A strong earthquake shook the region around Ecuador’s second-largest city, killing at least four people, damaging homes and buildings and sending panicked residents into the streets.
The US Geological Survey reported a magnitude 6.7 earthquake on Saturday in the country’s coastal Guayas region. It was centered about 80 km (50 mi) south of Guayaquil, which anchors a metro area of more than 3 million people.
President Guillermo Lasso tweeted a message asking residents to remain calm.
The South American country’s emergency response agency, the Secretariat of Risk Management, said one person died in the Andean community of Cuenca. The victim was a passenger in a car buried under the rubble of a house.
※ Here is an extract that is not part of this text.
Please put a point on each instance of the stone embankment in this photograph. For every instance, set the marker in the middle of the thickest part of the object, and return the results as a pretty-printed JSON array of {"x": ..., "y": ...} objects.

In the coastal state of El Oro, three people died and several were trapped under the rubble, the agency reported. In the community of Machala, a two-story house collapsed before people could evacuate, a pier gave way and the walls of a building cracked, trapping an unknown number of people.
The agency said firefighters worked to rescue people while National Police assessed the damage, their work hampered by downed power lines that knocked out telephone and electrical service.
In Guayaquil, about 270 km (170 miles) southwest of the capital Quito, authorities reported cracks in houses and other buildings and some collapsed walls. The authorities ordered the closure of three road tunnels.

Videos shared on social media showed people gathered on the streets of Guayaquil and nearby communities. People are reporting objects falling into their homes.
A video posted online shows three TV presenters shooting themselves from their studio desks as the set shakes.
At first they tried to shake it off as a mild earthquake, but soon ran away from the camera. One host pointed out that the show would go into a commercial break, while another echoed: “Oh my god. My God.”
A report from the Ecuadorian Adverse Events Monitoring Directorate ruled out a tsunami threat.
The earthquake was also felt in Peru, from its northern border with Ecuador to the central Pacific coast. There were no immediate reports of deaths or injuries. In the northern Tumbes region, the old walls of an army barracks collapsed, authorities said.
Ecuador is particularly prone to earthquakes. In 2016, an earthquake centered further north on the Pacific coast in a less populated area of the country killed more than 600 people.